The End of Organizing Essays?

From mid-2015 to November 2019, I somehow managed to write a (usually) fairly long essay about organizing on Facebook about once a month. I started writing about standard Leftist theory, then about organizing theory, then about social-emotional dynamics more generally, and then most recently incorporating very abstract spiritual/ existential concepts as they might relate to organizing.

I haven’t written anything in the last four months. I haven’t felt inspired to.

Not that I haven’t wanted to. As I sit in my room doing nothing but textbanking/ phonebanking folks all day, I don’t think I’ve ever had this much energy in my adult life.

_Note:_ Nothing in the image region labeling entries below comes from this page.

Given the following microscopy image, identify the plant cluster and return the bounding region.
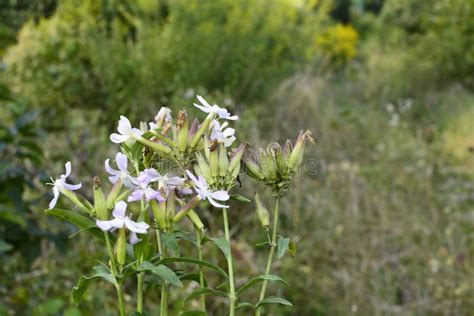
[47,96,312,315]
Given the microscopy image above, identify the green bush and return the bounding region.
[5,0,329,121]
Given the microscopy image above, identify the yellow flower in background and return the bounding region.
[316,24,359,64]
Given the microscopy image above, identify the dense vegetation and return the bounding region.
[0,0,474,315]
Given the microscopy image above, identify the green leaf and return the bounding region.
[45,208,105,243]
[162,234,179,257]
[71,266,116,305]
[235,302,255,310]
[236,274,288,296]
[211,237,230,259]
[158,257,228,278]
[278,237,290,259]
[257,296,293,308]
[139,261,183,287]
[0,239,13,253]
[288,240,298,257]
[184,287,227,303]
[180,311,208,316]
[230,194,252,203]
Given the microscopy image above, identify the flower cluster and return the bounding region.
[47,96,311,315]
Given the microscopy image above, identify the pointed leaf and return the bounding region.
[211,237,231,259]
[158,257,228,278]
[45,208,105,243]
[71,266,116,305]
[257,296,293,308]
[184,287,227,302]
[278,237,290,259]
[139,261,183,287]
[237,274,288,296]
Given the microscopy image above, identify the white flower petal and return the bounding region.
[125,217,150,234]
[210,190,229,201]
[115,153,128,172]
[110,133,130,144]
[112,201,127,219]
[64,161,71,178]
[207,196,229,208]
[63,183,82,191]
[49,187,59,209]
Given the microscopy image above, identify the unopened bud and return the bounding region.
[176,111,189,152]
[219,144,229,177]
[255,193,270,229]
[115,227,127,265]
[93,177,108,220]
[288,131,314,172]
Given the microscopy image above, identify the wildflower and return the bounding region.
[194,95,239,121]
[49,161,82,209]
[210,120,236,147]
[105,152,135,189]
[186,170,229,208]
[110,115,143,144]
[155,106,173,126]
[127,169,165,202]
[137,168,184,193]
[96,201,150,245]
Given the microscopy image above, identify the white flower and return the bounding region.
[110,115,143,144]
[49,161,82,209]
[210,120,236,147]
[105,153,136,189]
[96,201,150,245]
[194,95,239,121]
[155,106,173,124]
[186,170,229,208]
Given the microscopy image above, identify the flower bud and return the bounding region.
[219,144,229,177]
[259,148,276,180]
[209,142,219,177]
[190,113,216,148]
[150,200,166,228]
[242,149,264,180]
[196,153,211,179]
[288,131,314,172]
[188,210,204,230]
[176,111,189,152]
[93,177,108,220]
[228,144,246,179]
[106,180,123,209]
[255,192,270,229]
[115,227,127,265]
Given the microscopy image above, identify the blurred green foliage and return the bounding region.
[0,0,474,315]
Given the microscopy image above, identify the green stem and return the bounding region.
[104,232,125,316]
[195,228,206,312]
[156,229,168,316]
[255,197,280,316]
[222,208,237,316]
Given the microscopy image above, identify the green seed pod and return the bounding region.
[219,144,229,177]
[209,146,219,177]
[165,190,176,228]
[106,180,123,209]
[150,200,166,228]
[227,144,246,179]
[137,137,171,155]
[288,131,314,172]
[115,227,127,265]
[196,153,211,179]
[190,113,216,148]
[255,193,270,229]
[93,177,108,220]
[188,210,204,230]
[176,111,189,152]
[242,150,264,180]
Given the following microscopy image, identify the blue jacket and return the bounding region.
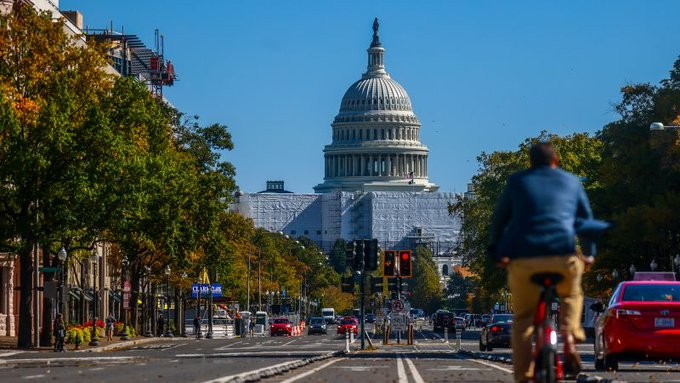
[490,166,593,261]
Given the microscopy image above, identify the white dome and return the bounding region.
[340,75,412,114]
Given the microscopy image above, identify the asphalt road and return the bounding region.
[0,326,680,383]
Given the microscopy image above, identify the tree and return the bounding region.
[408,246,442,312]
[449,131,602,301]
[446,271,473,310]
[0,2,111,348]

I think it’s just that I’ve legitimately run out of things to say about the craft of organizing — and I’ve certainly said a lot.

I spent this evening re-reading my old essays. Those concepts that used to feel deeply almost spiritual to me, so full of meaning — stuff about storytelling versus ideology, stuff about how your Why in organizing affects your social-emotional energy in conversations, stuff about how trauma interacts with organizing, etc. — feel very, very mundane to me nowadays. Those concepts feel so mundane to me that, I realize as I read my old essays, I literally don’t even think about them anymore. I’ve just fully internalized them.

It’s not just my talking about organizing that’s gotten less wordy. Even, I’m noticing, I’ve become a lot less wordy in my actual organizing too; when I talk with workers, I just *say* a lot less.

I think I’ve finally come to a place where I’m extremely, extremely at peace with my philosophy of organizing; I’ve more or less come to terms with what I know are my Deep Truths to my experience of organizing.

It’s a weird paradox for sure: organizing is inherently social. But for me organizing had always been a deeply personal exploration of the social-emotional world. I came to organizing extremely, extremely traumatized and alienated. And I think I’ve come to a place where I’ve found myself, I’ve healed quite a bit (although it’s still an ongoing process), and so as a result I don’t feel the need to talk about organizing with anyone if not, like, actively prompted.

To be frank, I think another deep reason I posted so many essays about organizing for so long was that I wanted feedback and validation. Like any pursuit, even life in general, organizing is hard, and I wanted to know that my struggle had some sort of meaning — I had to *actively* pursue the meaning in a way that could be justified to me by others.

But meaning isn’t something that can be validated or that you have to desperately chase. The operative word there is “desperately.” True meaning, I think, is something that’s sort of calm. True meaning just Is.

Despite not having manic energy around it, I still enjoy organizing. How do I put it, “unconscious meaning”(?) still feels “good,” and anyway I truly don’t know what else I would otherwise be doing with my life — but as I keep saying, it does feel a lot more mundane. I don’t get those “manic” highs anymore.

It’s just very clear to me: we have a fascist as president. Many, many people are going to die because we don’t have a social safety net in this country. Our economy and politics are designed for the rich at the expense of poor people’s lives. And we should do everything in our ability to create power for actual workers.

This pandemic, and in particular the social-political context that exists around this pandemic, is truly horrific and devastating, yet…

You know that saying? “Grant me the serenity to accept the things I cannot change, the courage to change the things I can, and the wisdom to know the difference.” To me, organizing is that saying to an extreme.

Organizing is about doing everything you can do to bring about change in this world, and as long as you are doing everything you possibly can, then you’ve got to find peace… finding that peace actually helps your organizing. And it does mean organizing becomes some sort of mundane as with anything else.

And that’s OK. I think that’s growing up. I think that’s maturing.

Being an adult is somewhat super boring.

But I think that’s what adulthood is: you find a few things that you can do in day-in, day-out, year after year after year after year, and you’re able to get through it all because whatever it is for you, it somehow gets to you way deep.

Well, that… and also because — there’s no escape in this world — you’re a worker.